Like many organisations, public and private, Edinburgh Council is putting its mind to how best it can prepare for future winter emergencies.  The Policy and Strategy Committee has set up a project to undertake a fundamental review of  preparedness, policies and practices.  The project is to report in Summer 2011 and is expected to cost between £50,000 and £100,000

It has identified twenty five issues for consideration and right at the top is
"What is the likelihood of more frequent severe weather (to be analysed using data from government sources)?"
 After the winter emergency of 2009/10 Edinburgh council commissioned a "lessons learned" report which considered a significant upgrading of equipment to increase road treatment upon threat of severe weather.  A January 2011 report noted these measures were rejected in the lessons learned report of May 2010.
"This view was clearly strongly influenced by the expert advice at the time which suggested
that such extreme conditions were unlikely to be repeated in the near future. As
stated earlier, these expectations are now being adjusted" (my emphasis).
The UK Government had also commissioned the Quarmby Report after 2009/10 winter. David Quarmby asked the question Edinburgh Council's winter emergency project are still asking.  Quarmby's reply from the Met Office advice he had received was:
"the probability of the next winter being severe is virtually unrelated to the fact of just having experienced two severe winters, and is still 1 in 20"
So we have now had three 'severe winters'. On that 1 in 20 basis the Met Office calculates the chance of three 'severe winters' in a row as being 1 in 8000!  Yet we have struck unlucky and the 1 in 8000 has befallen us.  In case you are wondering the chance of FOUR severe winters in a row, according to the Met Office,  is 1 in 160,000!

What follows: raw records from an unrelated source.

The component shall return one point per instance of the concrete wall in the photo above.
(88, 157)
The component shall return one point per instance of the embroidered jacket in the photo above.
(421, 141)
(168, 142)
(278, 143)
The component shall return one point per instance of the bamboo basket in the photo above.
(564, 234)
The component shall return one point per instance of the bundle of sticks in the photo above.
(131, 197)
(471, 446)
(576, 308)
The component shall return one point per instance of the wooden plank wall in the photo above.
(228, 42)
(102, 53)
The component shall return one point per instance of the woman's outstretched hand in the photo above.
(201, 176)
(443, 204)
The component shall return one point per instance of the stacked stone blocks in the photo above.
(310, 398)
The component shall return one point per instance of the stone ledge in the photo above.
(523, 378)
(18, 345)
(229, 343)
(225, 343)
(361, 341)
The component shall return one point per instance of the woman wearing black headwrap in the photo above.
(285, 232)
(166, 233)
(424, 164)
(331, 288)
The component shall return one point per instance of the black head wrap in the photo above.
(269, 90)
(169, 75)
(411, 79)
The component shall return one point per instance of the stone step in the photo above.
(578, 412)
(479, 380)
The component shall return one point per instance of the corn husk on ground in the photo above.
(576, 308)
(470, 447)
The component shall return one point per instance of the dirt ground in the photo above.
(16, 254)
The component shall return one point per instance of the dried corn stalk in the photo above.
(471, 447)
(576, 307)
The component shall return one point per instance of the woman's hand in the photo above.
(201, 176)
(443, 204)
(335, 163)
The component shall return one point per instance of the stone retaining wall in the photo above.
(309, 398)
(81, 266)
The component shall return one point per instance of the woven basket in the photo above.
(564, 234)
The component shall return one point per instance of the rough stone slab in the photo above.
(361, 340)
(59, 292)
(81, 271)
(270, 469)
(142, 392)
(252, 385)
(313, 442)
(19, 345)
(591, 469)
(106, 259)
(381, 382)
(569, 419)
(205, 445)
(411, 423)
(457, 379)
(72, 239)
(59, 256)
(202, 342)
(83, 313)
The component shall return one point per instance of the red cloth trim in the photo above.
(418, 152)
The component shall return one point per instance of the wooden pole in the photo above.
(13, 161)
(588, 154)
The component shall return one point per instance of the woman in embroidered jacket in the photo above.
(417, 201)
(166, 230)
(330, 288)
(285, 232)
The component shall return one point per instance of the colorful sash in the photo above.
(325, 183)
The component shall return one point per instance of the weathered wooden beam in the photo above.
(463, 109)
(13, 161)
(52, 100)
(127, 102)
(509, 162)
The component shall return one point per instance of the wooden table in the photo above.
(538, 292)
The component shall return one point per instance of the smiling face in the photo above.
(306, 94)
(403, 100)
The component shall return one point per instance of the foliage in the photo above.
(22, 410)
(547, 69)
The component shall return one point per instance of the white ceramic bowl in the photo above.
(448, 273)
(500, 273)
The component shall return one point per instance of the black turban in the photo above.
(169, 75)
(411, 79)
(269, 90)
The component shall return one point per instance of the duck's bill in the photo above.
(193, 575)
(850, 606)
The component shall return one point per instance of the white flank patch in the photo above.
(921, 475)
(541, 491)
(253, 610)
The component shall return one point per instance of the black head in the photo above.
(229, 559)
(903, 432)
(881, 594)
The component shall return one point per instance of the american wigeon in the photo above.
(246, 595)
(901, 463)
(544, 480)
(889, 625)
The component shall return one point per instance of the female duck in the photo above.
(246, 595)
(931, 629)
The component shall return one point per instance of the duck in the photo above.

The Met Office had just spent a lot of money on a supercomputer to improve standard weather forecasting and climate change predictions. And it is asking for more as is shown in this 2011 submission to parliament:
"19. The extent and speed of this development (better forecasting) is of course dependent on the availability of resources – particularly in supercomputing power to enable modelling to incorporate new science and understanding."
The Met Office has form for predicting warmer temperatures than we experience as shown in this post last December.

Memo to Edinburgh Council's winter preparedness review:
"Don't spend too much time on that first question about the likelihood of more frequent severe weather.  At least not from the Government's Met Office!"